Mahmood joined Indian Prairie School District 204 in 2005 and has spent the last nine years at Georgetown Elementary School. She has led diversity and equity teams across the district, worked to encourage interfaith discussions and written curriculum for her district and beyond.

With her teacher of the year state honor comes a yearlong paid sabbatical to bring her culturally responsive teaching practices to educators and schools around the state and to share her approach to teaching on the platform concept of “belonging.”

“We need to create spaces where not only students feel that they belong, but staff (too); and part of that is letting people show up as their authentic self,” Mahmood said. “Part of that is understanding people’s histories, contributions and culture and all of those pieces that make them uniquely themselves.”

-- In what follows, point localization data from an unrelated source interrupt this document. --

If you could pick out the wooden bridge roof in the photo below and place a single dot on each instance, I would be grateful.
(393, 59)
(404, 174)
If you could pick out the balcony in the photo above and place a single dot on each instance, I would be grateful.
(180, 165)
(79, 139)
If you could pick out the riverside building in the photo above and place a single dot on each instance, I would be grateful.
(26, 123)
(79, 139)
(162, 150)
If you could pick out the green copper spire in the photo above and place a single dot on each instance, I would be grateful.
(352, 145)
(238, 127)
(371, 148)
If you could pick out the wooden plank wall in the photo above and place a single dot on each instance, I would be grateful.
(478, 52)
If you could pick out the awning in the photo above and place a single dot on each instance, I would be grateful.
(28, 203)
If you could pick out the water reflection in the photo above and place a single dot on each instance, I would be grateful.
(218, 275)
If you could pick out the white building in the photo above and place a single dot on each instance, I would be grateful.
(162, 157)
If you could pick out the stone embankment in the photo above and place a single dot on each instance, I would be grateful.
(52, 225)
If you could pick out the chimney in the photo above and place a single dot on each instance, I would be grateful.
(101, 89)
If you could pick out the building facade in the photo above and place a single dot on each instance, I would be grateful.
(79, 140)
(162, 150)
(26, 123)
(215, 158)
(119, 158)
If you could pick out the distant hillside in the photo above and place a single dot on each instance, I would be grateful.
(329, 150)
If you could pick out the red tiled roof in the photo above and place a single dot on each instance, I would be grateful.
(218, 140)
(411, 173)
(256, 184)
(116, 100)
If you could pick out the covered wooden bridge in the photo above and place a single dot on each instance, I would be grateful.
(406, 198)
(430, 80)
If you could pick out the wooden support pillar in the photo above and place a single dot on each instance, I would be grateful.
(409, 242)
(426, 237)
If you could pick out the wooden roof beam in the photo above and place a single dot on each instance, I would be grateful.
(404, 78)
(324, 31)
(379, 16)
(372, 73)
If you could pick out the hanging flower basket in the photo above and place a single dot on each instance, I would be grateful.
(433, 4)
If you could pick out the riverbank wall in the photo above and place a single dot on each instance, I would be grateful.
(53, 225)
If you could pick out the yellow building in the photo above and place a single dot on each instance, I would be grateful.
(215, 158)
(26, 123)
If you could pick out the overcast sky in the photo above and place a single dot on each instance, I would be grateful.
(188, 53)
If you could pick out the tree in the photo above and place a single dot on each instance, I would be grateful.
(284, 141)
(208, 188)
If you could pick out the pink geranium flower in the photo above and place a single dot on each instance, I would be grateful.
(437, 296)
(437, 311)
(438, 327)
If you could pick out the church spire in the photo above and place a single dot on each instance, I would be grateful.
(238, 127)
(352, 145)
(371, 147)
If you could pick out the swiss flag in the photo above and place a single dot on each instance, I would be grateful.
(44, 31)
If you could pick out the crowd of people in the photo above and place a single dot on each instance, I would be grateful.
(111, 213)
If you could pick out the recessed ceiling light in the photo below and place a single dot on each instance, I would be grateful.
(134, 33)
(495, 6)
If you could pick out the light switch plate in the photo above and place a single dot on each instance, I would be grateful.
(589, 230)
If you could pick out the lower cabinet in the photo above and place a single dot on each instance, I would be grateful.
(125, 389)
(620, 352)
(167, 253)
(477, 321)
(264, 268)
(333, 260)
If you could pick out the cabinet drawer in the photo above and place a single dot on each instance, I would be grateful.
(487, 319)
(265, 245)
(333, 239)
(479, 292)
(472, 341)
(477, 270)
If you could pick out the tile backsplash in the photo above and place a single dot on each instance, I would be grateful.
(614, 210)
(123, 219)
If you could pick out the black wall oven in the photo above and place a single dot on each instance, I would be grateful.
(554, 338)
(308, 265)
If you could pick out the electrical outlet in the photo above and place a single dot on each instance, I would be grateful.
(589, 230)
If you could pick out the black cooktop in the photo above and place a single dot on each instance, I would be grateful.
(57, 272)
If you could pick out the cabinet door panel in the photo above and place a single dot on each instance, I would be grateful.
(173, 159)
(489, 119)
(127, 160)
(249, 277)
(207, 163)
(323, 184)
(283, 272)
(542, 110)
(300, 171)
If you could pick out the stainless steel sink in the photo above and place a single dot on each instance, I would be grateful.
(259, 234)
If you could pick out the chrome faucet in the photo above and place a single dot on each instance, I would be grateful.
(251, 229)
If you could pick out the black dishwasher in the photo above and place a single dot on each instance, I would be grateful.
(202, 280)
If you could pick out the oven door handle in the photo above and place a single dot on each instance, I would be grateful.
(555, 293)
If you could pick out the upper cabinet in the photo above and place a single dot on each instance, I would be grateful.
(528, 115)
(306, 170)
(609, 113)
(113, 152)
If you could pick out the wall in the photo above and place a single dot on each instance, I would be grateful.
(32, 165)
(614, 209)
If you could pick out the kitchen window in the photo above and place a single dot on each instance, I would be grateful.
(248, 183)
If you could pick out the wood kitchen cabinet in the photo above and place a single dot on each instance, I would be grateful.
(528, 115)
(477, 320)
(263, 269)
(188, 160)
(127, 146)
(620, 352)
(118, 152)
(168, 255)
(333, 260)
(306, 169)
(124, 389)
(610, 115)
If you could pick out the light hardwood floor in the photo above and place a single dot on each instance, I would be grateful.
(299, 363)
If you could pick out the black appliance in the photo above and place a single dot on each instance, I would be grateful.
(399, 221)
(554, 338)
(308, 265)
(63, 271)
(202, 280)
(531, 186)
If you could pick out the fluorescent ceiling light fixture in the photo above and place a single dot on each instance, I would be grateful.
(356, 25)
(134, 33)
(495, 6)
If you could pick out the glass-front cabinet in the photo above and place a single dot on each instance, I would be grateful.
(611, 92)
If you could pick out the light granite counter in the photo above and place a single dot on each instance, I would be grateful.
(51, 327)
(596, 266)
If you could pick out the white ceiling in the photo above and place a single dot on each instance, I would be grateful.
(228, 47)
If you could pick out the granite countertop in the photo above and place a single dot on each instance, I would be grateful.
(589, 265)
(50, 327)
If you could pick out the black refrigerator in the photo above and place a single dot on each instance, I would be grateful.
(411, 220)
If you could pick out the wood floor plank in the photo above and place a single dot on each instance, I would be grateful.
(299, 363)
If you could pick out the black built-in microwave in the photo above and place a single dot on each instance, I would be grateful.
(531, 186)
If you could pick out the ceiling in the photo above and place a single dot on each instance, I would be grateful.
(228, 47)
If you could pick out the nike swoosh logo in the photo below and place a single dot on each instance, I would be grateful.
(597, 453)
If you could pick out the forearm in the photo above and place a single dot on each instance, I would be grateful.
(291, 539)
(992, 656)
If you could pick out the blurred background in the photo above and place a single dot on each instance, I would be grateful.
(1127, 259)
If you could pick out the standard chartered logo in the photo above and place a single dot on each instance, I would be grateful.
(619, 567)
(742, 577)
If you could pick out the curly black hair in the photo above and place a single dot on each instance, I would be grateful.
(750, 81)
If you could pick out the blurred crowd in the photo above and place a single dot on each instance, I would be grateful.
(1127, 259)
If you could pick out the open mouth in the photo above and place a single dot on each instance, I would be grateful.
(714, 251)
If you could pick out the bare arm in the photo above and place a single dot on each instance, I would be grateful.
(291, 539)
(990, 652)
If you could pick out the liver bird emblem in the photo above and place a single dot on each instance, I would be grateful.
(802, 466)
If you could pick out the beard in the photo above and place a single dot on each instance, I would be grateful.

Her culturally responsive teaching is constantly observing students to see what their needs and fears are. Mahmood is taking the next school year to travel around the state; she wants to connect with people, hear what they need and help with those needs.

Mahmood said by viewing students’ cultures as assets and tools that can be leveraged in the classroom, instead of obstacles to overcome, the educational system can change for the better.

“You’re seeing the knowledge they bring, the cultural assets they have. And you’re responding to it by changing the way you teach, what you teach, enhancing it in a way that everything they bring to school becomes useful to them,” she said. “We can do the same thing with teachers. There’s so much diversity in our community and every part of that diversity belongs in education.”